To the posters above:
There are two scenarios regarding waiting lists. The department might have a small group of applicants and will reevaluate each case as spots open up. Alternatively, the department may already have a ranked list, but those rankings can be fluid. From my understanding, when dealing with waiting lists, admissions committees will keep in mind 1) how strong the applicant is, and 2) how likely the applicant is to enroll if accepted. They don't want to have to make a dozen offers to fill one recently opened spot. You are able to help your case on both fronts. My advice is to send the department an update packet with the following as soon as possible (priority 2-3 day mail, which is only $4 and will be worth it if you get to go where you want to go):
- A letter explaining how you were disappointed that you were placed on the waiting list but that the school is still your top choice and you are almost positive you would accept an invitation to attend, even if it comes at the last minute or after the April 15 deadline. I emphasize "almost positive" because you don't want to commit to anything in writing and have the department admit you without funding and expect you to come. If you want to cite a few reasons why the department is a good match for you, even if you already mentioned those in your personal statement, I don't see any harm in that. At this point, however, do not mention any specific professors or research groups because those groups may have already accepted as many students as they want or can afford.
- Fall grades (if good or decent) and new transcript
- List of courses currently in progress. Mention it if any of them are at the graduate level.
- Plans for the summer if they are physics related
- Progress on current research (if applicable)
- Remarks about honors thesis (if applicable)

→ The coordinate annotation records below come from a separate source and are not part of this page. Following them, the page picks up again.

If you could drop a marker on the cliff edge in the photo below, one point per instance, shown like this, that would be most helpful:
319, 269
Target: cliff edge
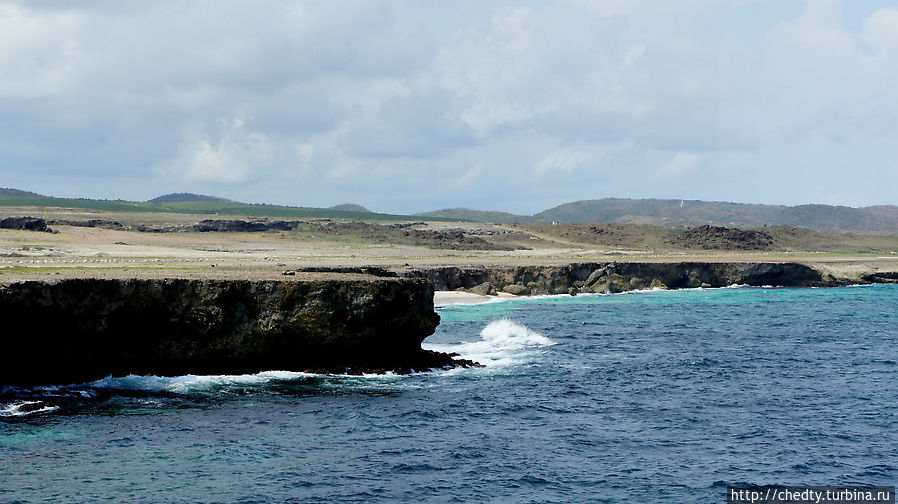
79, 330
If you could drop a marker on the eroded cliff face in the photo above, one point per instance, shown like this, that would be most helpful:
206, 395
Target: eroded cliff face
619, 277
80, 330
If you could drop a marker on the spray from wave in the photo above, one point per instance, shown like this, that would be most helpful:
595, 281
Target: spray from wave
502, 342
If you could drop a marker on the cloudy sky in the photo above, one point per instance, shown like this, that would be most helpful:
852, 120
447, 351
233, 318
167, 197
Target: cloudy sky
419, 105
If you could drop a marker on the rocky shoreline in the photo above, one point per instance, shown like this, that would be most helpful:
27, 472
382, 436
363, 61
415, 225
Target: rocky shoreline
79, 330
615, 276
317, 319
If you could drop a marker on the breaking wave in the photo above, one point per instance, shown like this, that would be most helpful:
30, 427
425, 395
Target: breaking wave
502, 342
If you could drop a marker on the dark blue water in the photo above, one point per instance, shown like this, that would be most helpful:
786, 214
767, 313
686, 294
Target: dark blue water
639, 397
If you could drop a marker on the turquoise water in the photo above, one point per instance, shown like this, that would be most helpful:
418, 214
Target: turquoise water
637, 397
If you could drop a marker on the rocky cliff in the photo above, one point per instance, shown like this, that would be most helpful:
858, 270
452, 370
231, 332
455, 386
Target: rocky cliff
83, 329
622, 276
611, 277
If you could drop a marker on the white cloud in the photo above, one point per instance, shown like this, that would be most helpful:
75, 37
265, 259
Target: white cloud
555, 100
230, 159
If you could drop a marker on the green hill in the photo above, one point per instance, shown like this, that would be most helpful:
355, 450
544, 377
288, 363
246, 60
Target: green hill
6, 192
195, 204
349, 207
182, 197
466, 214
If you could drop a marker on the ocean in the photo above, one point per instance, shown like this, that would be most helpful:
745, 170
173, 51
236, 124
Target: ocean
657, 396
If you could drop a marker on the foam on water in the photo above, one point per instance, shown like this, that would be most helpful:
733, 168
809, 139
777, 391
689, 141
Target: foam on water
192, 383
502, 342
23, 408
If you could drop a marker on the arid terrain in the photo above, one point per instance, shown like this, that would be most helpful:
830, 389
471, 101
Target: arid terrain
110, 244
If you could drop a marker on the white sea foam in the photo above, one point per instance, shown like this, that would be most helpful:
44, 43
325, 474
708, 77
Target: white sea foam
502, 342
20, 409
192, 383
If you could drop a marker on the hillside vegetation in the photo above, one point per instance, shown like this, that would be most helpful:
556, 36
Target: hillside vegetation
676, 213
192, 204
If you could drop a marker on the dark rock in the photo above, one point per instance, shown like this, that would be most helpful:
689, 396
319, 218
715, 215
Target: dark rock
82, 330
484, 289
515, 289
24, 224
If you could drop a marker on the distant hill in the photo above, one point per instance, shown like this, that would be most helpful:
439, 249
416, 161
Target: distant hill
6, 192
192, 204
349, 207
466, 214
840, 219
182, 197
690, 213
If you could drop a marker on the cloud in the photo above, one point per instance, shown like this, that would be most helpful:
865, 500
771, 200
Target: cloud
306, 102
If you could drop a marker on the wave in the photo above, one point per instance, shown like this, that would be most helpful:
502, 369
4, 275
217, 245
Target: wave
23, 408
192, 383
502, 342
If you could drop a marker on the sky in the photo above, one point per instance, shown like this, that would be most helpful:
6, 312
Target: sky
410, 106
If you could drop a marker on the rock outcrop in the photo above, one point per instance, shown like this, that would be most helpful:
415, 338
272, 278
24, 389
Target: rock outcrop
80, 330
622, 276
24, 223
614, 277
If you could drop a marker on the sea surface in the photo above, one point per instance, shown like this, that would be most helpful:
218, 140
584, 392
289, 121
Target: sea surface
638, 397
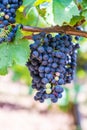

- New publications or conference proceedings
- New presentations, even if simply to your research group or at a university symposium. They show that you are learning how to communicate science with others.
- Descriptions of any new awards or honors you may have received
- Perhaps a revised letter of recommendation from the recommender with whom you are the closest, especially if that recommender has some connection to the university (has colleagues there, graduated from there, etc.). Only submit this letter if the recommender can say something new since last time, such as outstanding performance in a high-level course or new results in lab research.
It's not at all bad form to continue to correspond with the department, especially if you are showing genuine interest and supplementing your application with relevant materials. These applications are not like those from undergraduate admissions when the door closed at the deadline. The applicant pools are smaller, the admissions committees are smaller, and the individuals involved tend to know or know of each other. For example, one of my recommendations came a scientist from another country (I worked abroad in a lab this past summer), and when a professor called me to inform me that I was accepted to his school, he told me that he knew my recommender from Europe.
Last edited by student
on Mon Mar 06, 2006 8:34 pm, edited 1 time in total.